Marsh's pain was eased by the array of animals at Judson Park. They quickly figured out that Marsh is an animal lover. "A dog knows a dog lover, and they know that about Claire," observes Yvonne Bozeman-Lisaula, a resident assistant at Judson Park.

Bozeman-Lisaula brings her toy poodle, Scorpio, to work with her on Fridays, and she's seen the value of doing so. During a physical therapy session, Bozeman-Lisaula placed Scorpio on the lap of a woman who seemed unresponsive. She smiled and petted Scorpio. After a few minutes, the woman's daughter drew Bozeman-Lisaula aside. "Thank you," Bozeman-Lisaula remembers her saying. "My mother hadn't responded to anything in two months until you put that dog in her lap."

Says Bozeman-Lisaula, "When we left there, I said, ‘Scorpio, you did your job today.' "

Animals such as Scorpio, Gizmo and Jacob are becoming a common sight at long-term care facilities. Many facilities encourage residents to keep their pets as long as possible; when a pet must be given up, there is usually another there to fill the void.

At The Renaissance, an Eliza Jennings facility in Olmsted Township, Maggie the schnauzer still occupies the corner in an activity room, even though her owner has passed away.

"The staff there wanted to keep the animal and the dog was such a big part of the community," says Jim Rogerson, Jennings' executive vice president of operations. "So she has a corner with her bed and toys, and everybody shares responsibility for taking care of her. We do whatever works. We try to make everything as homelike as possible."

Home is a core concept of The Eden Alternative, an approach to care that uses nature to create what originator Dr. William H. Thomas calls "holistic elder care." Animals, children, plants and gardening ward off what Thomas terms the "three plagues" in long-term care facilities that can't be cured medically: loneliness, helplessness and boredom. His antidotes are companionship, spontaneity and the ability to give and receive care.

"The traditional nursing home gives you three meals a day, but no reason to live," Thomas has said. "We must get people hooked on living."

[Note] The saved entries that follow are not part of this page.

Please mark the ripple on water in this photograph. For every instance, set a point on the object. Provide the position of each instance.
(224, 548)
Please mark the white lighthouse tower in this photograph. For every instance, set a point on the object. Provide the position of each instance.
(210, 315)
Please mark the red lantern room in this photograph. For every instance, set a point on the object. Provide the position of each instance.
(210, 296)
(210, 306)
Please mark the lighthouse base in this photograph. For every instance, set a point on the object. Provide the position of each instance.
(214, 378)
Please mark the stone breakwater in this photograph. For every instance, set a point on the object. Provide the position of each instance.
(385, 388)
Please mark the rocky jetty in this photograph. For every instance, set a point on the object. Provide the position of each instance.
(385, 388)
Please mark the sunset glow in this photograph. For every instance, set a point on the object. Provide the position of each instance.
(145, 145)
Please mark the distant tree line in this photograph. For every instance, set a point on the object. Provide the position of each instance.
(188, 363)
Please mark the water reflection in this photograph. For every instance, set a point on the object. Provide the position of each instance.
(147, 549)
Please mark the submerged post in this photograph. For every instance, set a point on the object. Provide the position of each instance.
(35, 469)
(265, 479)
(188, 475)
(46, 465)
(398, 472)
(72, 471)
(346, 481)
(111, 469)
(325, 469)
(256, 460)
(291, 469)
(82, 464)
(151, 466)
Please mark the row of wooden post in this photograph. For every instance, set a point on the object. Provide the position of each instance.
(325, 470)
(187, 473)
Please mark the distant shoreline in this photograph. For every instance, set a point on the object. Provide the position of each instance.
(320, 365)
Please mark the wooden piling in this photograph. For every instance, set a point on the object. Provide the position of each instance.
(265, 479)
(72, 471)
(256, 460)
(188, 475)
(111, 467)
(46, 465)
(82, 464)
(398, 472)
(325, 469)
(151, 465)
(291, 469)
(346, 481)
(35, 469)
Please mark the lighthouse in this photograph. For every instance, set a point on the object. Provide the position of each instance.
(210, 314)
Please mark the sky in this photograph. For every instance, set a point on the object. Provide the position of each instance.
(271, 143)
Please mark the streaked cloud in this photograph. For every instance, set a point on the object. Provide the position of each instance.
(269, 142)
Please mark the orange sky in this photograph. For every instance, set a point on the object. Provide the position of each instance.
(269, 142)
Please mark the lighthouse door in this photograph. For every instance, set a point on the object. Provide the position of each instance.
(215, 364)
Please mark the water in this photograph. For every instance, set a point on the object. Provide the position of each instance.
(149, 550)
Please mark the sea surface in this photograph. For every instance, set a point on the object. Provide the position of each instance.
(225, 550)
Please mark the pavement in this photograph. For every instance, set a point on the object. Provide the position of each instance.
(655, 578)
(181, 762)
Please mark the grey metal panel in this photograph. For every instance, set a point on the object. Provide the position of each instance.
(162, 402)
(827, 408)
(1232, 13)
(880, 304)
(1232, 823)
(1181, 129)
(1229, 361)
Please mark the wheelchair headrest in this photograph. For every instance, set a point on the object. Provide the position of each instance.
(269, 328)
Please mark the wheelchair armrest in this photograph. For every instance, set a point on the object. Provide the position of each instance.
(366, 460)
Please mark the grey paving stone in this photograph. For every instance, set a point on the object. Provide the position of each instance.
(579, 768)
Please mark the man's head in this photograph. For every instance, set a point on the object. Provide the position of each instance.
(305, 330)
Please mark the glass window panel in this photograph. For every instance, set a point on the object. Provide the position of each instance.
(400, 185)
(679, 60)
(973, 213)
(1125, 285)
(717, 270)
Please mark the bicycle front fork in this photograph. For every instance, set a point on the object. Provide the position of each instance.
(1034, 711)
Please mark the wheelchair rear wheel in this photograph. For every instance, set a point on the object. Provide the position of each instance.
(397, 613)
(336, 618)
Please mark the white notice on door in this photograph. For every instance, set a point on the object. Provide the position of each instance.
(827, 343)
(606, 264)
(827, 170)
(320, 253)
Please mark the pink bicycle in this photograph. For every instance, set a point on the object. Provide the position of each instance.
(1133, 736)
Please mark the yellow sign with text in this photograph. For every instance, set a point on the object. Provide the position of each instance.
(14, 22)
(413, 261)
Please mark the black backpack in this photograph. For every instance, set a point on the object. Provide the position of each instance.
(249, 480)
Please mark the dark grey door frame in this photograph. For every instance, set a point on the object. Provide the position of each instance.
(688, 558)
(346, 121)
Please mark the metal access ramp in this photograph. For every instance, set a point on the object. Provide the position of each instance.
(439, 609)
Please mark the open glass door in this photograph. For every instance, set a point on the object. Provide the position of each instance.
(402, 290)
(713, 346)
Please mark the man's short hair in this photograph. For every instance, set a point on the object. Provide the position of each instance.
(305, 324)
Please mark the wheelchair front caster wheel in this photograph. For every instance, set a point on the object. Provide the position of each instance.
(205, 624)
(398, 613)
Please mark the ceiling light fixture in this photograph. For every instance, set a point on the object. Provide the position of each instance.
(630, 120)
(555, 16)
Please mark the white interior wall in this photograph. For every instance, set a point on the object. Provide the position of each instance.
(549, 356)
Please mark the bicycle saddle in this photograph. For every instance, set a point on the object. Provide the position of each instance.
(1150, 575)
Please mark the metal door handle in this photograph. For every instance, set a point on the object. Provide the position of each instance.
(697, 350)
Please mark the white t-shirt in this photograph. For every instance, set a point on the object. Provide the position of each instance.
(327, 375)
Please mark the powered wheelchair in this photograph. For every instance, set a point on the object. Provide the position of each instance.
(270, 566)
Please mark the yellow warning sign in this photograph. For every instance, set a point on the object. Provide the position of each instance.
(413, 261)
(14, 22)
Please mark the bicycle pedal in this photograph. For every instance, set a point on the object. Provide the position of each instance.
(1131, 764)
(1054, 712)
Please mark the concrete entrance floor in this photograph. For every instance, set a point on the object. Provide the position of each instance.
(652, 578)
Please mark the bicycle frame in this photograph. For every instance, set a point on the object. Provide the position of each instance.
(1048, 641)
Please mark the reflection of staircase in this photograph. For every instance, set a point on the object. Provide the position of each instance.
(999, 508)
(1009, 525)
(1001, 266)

The Eden Alternative philosophy, which Judson adopted five years ago, "goes from independent living all the way to nursing care," explains Lin Bartel, director of the Eden program at Judson. It was the first facility in Northeast Ohio to be accredited and registered with Eden. (There are now others, among them St. Augustine in Lakewood. Laurel Lake in Hudson is in the process of becoming one.) "The results are happier residents, lower staff turnover and more fun. It's not always fun, but that's a part of life — that in itself creates more of the homelike atmosphere."

Under Bartel's desk lies a huge dog pillow and rawhide bone for Bosun, her lab/husky mix, who is a familiar fixture at Judson Park. "Our residents might not always remember the dog's name or the child's name, but they know it's the same ones over and over, and that's very meaningful to them," Bartel says.

Menorah Park offers a nature center complete with a talking macaw, a nearly 4-foot alligator, a rather large salamander, bunnies, birds and an impressive tropical fish tank. People come in to be comforted by the animals' presence.

George Adler, 73, a Menorah Park resident, sees to it that those who can't visit the nature center see the animals anyway. He places Chloe, a small brown pug who belongs to a Menorah Park secretary, in the basket of his motorized cart and drives her around to visit other residents. "People are always waiting for me to come and let them pet the dog," he says. "Animals like her make older persons feel better."

Beth Silver, a public-relations specialist at Menorah Park and an animal lover, is delighted that Adler loves to share Chloe. "Animals give unconditional love, and who doesn't want that?" she says.